KINC's spearman code is identifying clusters that are perfectly flat (zero correlation) as being perfectly correlated. Kind of reminds me of Jordan's simulated data. Looks like we should have dealt with that edge case after all!
As a quick fix, I re-ran similiarity with --maxcorr 0.99
, which essentially removed perfect correlations like the one shown above. Here is the resulting RMT log:
0.990 0 0 -1
0.989 16 1 -1
0.988 36 1 -1
0.987 149 3 -1
0.986 189 5 -1
0.985 218 9 -1
0.984 251 15 -1
0.983 389 31 -1
0.982 426 39 -1
0.981 535 47 -1
0.980 579 61 329.175
0.979 648 71 251.155
0.978 763 90 319.615
0.977 843 108 288.065
0.976 943 140 367.993
0.975 989 168 364.373
0.974 1081 189 380.286
0.973 1128 217 384.03
0.972 1234 257 397.712
0.971 1286 283 427.023
0.970 1353 328 325.621
0.969 1396 366 310.92
0.968 1451 409 273.73
0.967 1507 449 236.928
0.966 1551 472 234.246
0.965 1614 532 189.673
0.964 1672 554 182.11
0.963 1736 611 154.486
0.962 1783 647 129.565
0.961 1831 685 113.996
0.960 1897 730 89.2403
0.959 1964 779 71.2079
0.958 2026 814 62.573
0.957 2078 865 70.4274
0.956 2147 950 63.3342
0.955 2220 1009 78.4094
0.954 2272 1075 142.431
0.953 2329 1125 170.49
0.952 2399 1181 186.599
0.951 2455 1246 216.113
0.955
So RMT still settles on 0.95, and the extracted network is still global. However, I should note that even if I extract the network at 0.85, I still get a global network. So I think that 0.85 is not necessarily the correct threshold for Yeast when using GMMs. If 0.85 worked with KINCv1, then my guess would be that KINCv3 is producing a different similarity matrix compared to KINCv1.

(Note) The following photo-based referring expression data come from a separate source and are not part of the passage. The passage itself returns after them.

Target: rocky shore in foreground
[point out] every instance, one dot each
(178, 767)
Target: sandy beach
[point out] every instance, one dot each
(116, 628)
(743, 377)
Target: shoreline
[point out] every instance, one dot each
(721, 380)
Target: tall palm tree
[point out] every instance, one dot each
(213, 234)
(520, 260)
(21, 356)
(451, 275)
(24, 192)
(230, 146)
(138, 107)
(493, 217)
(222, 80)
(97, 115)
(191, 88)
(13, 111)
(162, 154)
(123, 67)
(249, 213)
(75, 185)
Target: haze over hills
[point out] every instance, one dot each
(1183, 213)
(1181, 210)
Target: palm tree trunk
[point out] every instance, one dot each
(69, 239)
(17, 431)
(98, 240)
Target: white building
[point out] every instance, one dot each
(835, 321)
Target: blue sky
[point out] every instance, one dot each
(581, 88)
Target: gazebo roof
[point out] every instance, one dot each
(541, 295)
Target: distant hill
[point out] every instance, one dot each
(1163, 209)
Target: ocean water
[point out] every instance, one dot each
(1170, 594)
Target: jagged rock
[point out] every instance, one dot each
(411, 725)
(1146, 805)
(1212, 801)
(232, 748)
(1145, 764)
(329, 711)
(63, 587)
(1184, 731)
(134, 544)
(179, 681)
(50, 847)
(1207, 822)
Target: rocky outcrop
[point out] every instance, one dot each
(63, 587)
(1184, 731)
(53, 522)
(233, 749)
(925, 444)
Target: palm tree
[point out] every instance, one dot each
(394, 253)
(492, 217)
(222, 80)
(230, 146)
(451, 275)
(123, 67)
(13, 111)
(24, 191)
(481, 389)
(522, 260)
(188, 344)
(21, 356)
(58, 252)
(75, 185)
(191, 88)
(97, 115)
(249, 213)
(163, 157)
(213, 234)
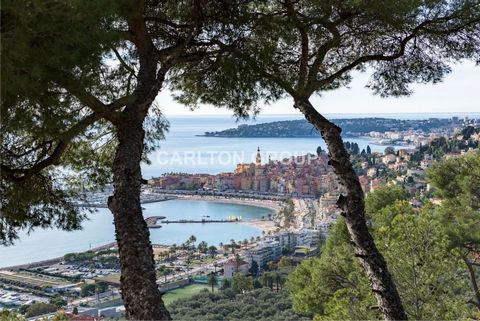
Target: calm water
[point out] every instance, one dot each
(183, 151)
(99, 230)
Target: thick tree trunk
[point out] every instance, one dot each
(353, 208)
(140, 293)
(473, 281)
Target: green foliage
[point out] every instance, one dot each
(333, 286)
(91, 289)
(417, 247)
(383, 197)
(456, 182)
(36, 114)
(8, 315)
(428, 276)
(242, 283)
(260, 304)
(39, 309)
(58, 301)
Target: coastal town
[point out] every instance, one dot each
(301, 192)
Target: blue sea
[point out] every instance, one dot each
(184, 151)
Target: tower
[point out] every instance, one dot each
(258, 159)
(258, 164)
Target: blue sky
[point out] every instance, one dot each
(459, 92)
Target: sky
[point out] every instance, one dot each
(459, 92)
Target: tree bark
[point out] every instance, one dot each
(353, 207)
(140, 293)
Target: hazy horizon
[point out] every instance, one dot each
(455, 94)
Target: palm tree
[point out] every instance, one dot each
(203, 246)
(212, 280)
(278, 280)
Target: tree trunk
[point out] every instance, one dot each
(140, 293)
(473, 281)
(353, 207)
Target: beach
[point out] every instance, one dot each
(273, 205)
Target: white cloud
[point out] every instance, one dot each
(457, 93)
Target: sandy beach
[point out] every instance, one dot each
(273, 205)
(266, 225)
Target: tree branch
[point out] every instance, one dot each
(302, 29)
(18, 175)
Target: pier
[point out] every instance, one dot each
(152, 221)
(200, 221)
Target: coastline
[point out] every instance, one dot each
(272, 205)
(265, 226)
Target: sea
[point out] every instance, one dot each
(184, 150)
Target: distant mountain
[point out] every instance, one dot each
(353, 127)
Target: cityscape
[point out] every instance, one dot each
(239, 160)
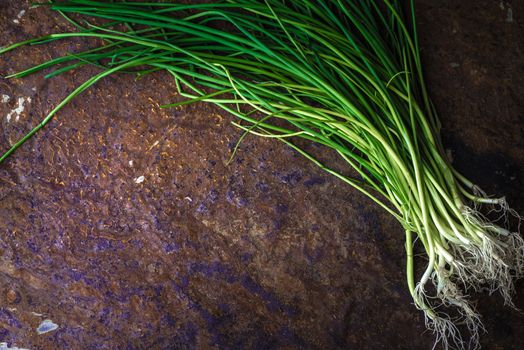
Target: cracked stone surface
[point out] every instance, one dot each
(122, 224)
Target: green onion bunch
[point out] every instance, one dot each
(343, 74)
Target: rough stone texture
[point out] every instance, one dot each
(266, 253)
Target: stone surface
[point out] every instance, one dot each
(122, 223)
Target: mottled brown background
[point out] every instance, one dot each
(266, 253)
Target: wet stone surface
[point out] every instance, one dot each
(121, 223)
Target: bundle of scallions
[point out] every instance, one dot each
(343, 74)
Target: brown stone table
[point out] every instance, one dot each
(122, 224)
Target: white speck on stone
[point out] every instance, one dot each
(5, 346)
(46, 326)
(19, 109)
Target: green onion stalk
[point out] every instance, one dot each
(343, 74)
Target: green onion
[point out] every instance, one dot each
(343, 74)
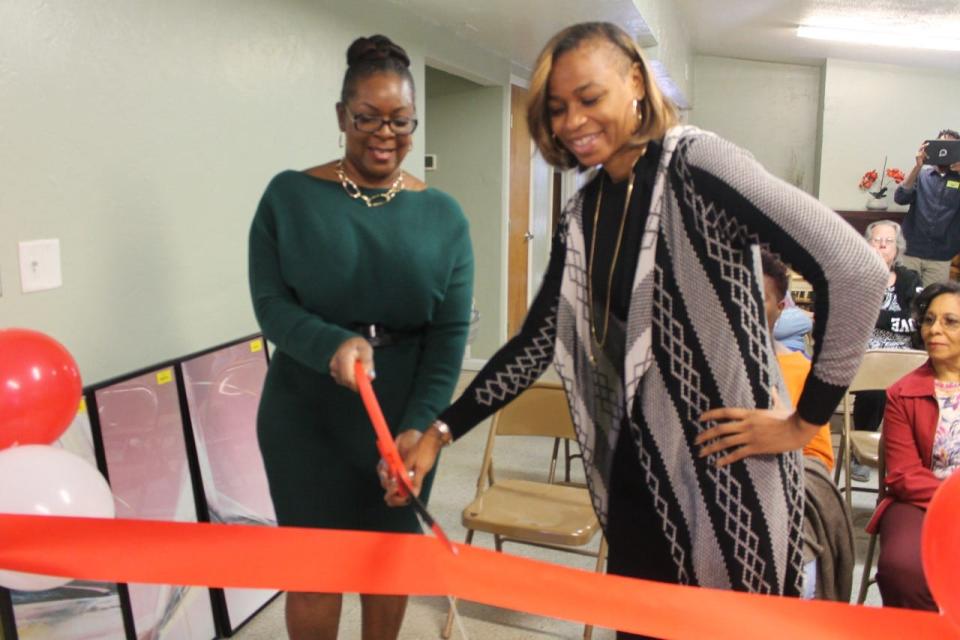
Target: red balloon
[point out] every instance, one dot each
(941, 547)
(39, 388)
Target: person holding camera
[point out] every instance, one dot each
(931, 226)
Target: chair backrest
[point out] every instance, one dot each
(882, 367)
(541, 410)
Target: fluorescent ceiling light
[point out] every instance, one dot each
(880, 38)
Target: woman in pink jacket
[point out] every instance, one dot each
(921, 431)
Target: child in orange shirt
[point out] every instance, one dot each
(794, 365)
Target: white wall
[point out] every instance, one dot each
(142, 134)
(666, 20)
(769, 109)
(871, 111)
(465, 129)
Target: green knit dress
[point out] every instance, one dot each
(321, 262)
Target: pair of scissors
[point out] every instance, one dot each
(391, 456)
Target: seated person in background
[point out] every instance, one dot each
(894, 328)
(829, 552)
(932, 225)
(921, 435)
(793, 325)
(794, 366)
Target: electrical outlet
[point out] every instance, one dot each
(40, 265)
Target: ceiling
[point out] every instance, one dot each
(751, 29)
(766, 29)
(518, 29)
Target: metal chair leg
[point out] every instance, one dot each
(865, 579)
(451, 612)
(601, 560)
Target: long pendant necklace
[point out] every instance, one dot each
(600, 337)
(377, 199)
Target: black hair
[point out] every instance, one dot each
(925, 298)
(369, 56)
(574, 36)
(773, 268)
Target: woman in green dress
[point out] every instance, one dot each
(355, 260)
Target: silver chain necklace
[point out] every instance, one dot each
(376, 200)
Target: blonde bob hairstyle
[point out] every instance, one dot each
(658, 113)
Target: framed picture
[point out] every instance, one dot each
(222, 389)
(139, 422)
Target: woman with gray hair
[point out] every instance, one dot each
(894, 328)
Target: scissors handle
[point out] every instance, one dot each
(390, 454)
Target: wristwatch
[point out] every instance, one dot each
(443, 432)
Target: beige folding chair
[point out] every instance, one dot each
(880, 369)
(874, 446)
(546, 513)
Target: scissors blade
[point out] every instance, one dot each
(390, 454)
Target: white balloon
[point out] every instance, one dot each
(42, 480)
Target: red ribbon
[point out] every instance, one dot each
(295, 559)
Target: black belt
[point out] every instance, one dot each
(379, 336)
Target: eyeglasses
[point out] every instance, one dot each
(402, 126)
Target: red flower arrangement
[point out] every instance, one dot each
(870, 177)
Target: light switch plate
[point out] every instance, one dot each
(40, 265)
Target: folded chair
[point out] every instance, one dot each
(546, 513)
(880, 369)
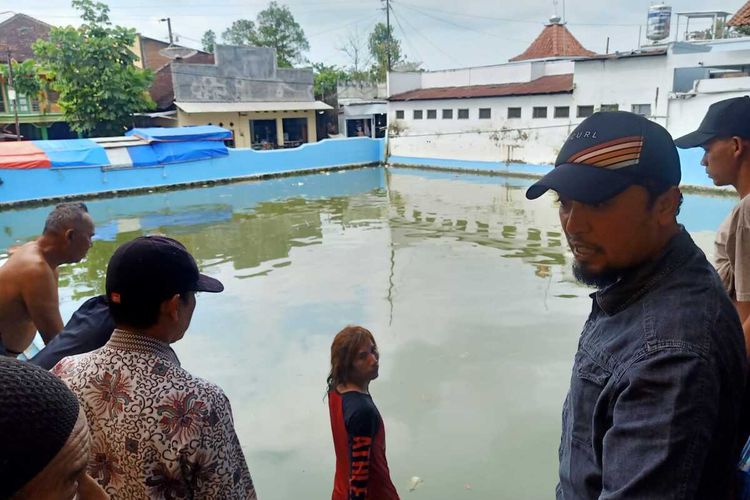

@bentsherman what do you mean by "global" network? Both the GMM and the traditional should be a global network (at 0.85 or 0.95 cutoff). The network is only non-global if you then filter the edges down to condition-specific, which RMT doesn't do. I just want to make sure I'm fully understanding the problem.
My apologies, I should have simply said that the network is not scale-free, that's what I meant.
If the code that populates the matricies that feed into RMT do not have bugs then I do not think the problem is with the implementation. But it could be a side-effect of using GMMs, which I can give some thoughts to, but it would require a meeting as it would be difficult to explain here.
Given our conversation today, I think we can close this out, as long as you, @bentsherman, are confident that the data being provided to the RMT code from the cluster files is correct.
Apparently the Yeast network should be thresholded at ~0.85 to be scale-free, but right now KINC is thresholding Yeast at ~0.95, which produces a global network. Running KINC without GMMs still produces a threshold of 0.85, but enabling GMMs in some cases yields a 0.95 threshold. It is not yet clear if there is a difference between CPU / CUDA / OpenCL, or between 3.2.2 and 3.3.0, so we need to run all of these cases and identify which ones are correct and incorrect.